Aqui vai uma historinha real. Minha irmã é mais morena que eu e se casou com um negro. Sendo assim, tiveram uma filha negra, que hoje tem, se não me engano, seis anos (a senilidade precoce não ajuda a guardar esse tipo de coisa). Segundo ela, quando leva a filha pra brincar na pracinha as crianças brancas se afastam com ajuda das mães. Uma linda menina inocente que inunda qualquer espaço em que esteja de alegria e vida tendo de passar por isso. Quando penso nisso e no que mais ela terá de passar tenho vontade de sair por aí dando porrada em todo mundo. Infelizmente não é específico dela. Há vasta bibliografia sobre isso, que mostra inclusive que crianças muito novas já discriminam barbaramente os coleguinhas negros. Professores também.

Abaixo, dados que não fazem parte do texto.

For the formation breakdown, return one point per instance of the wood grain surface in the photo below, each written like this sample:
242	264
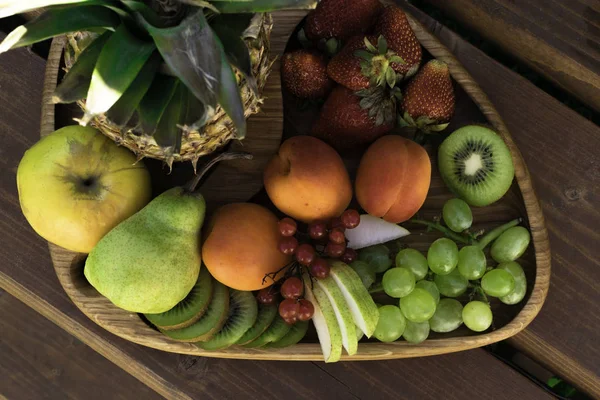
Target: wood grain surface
263	140
42	361
558	38
558	147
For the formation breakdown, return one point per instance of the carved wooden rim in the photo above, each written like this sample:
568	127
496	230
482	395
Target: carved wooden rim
130	327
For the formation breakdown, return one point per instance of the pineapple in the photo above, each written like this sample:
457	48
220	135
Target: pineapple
169	79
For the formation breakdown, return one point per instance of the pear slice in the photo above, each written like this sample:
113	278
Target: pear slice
329	288
325	322
359	301
372	231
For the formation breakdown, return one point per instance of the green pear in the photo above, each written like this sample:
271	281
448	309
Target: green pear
151	261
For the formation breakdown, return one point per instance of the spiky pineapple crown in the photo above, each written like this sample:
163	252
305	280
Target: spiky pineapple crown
169	62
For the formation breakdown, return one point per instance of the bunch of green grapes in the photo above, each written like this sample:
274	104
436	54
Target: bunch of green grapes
432	288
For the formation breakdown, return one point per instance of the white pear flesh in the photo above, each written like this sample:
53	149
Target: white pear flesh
325	323
359	301
372	231
342	313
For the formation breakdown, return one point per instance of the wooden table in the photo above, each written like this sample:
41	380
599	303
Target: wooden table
560	148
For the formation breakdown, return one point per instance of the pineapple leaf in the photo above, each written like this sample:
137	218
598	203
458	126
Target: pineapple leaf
256	6
124	108
60	21
76	82
155	102
120	61
192	53
229	97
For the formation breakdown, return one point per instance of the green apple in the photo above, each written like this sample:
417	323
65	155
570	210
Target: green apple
342	312
75	185
359	301
325	322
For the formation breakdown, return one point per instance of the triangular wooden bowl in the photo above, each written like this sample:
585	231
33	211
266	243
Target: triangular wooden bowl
240	181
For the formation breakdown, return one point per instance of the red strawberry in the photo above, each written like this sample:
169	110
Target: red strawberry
341	19
364	62
429	101
350	120
304	73
401	39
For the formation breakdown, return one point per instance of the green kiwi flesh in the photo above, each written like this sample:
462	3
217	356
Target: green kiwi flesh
190	309
210	323
243	311
295	335
266	315
275	332
476	165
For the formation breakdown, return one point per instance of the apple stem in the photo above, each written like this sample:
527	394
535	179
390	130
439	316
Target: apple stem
221	157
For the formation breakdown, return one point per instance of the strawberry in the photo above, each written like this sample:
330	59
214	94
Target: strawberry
304	74
341	19
361	65
394	27
429	101
350	120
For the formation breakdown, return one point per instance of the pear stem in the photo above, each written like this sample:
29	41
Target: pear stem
221	157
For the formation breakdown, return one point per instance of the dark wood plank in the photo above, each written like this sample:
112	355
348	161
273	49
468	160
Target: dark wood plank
27	273
559	39
40	360
560	148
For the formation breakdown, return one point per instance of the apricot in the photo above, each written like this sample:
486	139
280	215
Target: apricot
393	178
307	180
241	246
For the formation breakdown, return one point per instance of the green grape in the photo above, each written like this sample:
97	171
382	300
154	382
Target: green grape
442	256
498	283
518	274
471	262
378	257
451	285
391	324
511	244
477	316
447	317
413	260
416	332
431	288
457	215
364	271
398	282
418	306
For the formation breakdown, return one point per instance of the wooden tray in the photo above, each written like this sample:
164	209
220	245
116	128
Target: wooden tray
241	180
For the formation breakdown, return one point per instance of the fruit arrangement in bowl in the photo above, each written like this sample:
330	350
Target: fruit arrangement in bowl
389	227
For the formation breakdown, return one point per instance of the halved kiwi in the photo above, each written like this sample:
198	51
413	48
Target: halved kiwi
476	165
266	315
243	310
190	309
210	323
295	335
277	330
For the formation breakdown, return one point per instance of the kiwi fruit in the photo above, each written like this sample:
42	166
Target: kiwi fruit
476	165
266	315
275	332
210	323
296	333
243	311
190	309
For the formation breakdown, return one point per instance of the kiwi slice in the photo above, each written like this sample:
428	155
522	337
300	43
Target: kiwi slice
210	323
266	315
243	311
275	332
295	335
190	309
476	165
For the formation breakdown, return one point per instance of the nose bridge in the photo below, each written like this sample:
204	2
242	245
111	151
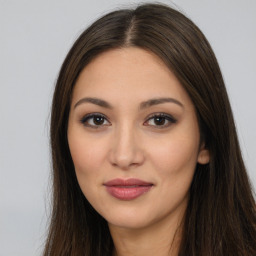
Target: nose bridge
125	150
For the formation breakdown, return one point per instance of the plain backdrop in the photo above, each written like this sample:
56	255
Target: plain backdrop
34	39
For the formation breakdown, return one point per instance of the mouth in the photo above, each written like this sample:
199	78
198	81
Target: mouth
127	189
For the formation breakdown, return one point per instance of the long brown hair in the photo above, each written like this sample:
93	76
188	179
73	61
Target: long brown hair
221	215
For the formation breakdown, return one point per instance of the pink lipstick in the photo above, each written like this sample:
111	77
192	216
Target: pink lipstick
127	189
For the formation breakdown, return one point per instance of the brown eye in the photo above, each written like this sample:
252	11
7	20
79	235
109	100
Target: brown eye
160	120
95	120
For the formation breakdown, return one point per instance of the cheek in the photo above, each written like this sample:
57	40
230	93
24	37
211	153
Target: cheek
175	156
86	153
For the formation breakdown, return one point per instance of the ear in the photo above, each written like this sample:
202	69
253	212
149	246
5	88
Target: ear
203	155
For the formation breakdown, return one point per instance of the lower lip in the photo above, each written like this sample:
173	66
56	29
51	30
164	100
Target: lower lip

Claro que nada disso deveria existir. E há exemplos disso. Minha sobrinha tem dois irmãos, um casal de gêmeos filhos da minha irmã de um relacionamento anterior. São muito brancos e já chegaram na adolescência. Todo mundo pergunta a eles como podem ter uma irmã negra. Eles não entendem. Pra eles essa categorização racial simplesmente não faz sentido. Na cabeça deles não é "somos brancos, minha mãe também, e temos uma irmã negra como o marido da minha mãe". Essa não é uma questão pra eles e ponto final. Deveríamos viver em um mundo só com pessoas assim.

Mas não vivemos. E uma das coisas que aprendi com a história é que privilegiados nunca concedem direitos. Eles têm de ser arrancados à fórceps pelos subalternos. Tudo o que os negros conseguiram melhorar nos últimos 120 anos foi devido à luta deles. Então tem de ter dia da consciência negra sim. Só não pode virar festa, dia de branco ir ver espetáculo de samba, capoeira, maracatu, etc. para se sentir descolado e galeroso. Tem de ser dia de luta. De esfregar o racismo na cara da sociedade. Fazer com que todos sejam obrigados a encarar aquilo que muita gente quer varrer pra baixo do tapete, por escrotidão, visão privilegiada de mundo ou falta de reflexão e conhecimento. Tem de ir pro confronto. Não há outra solução possível.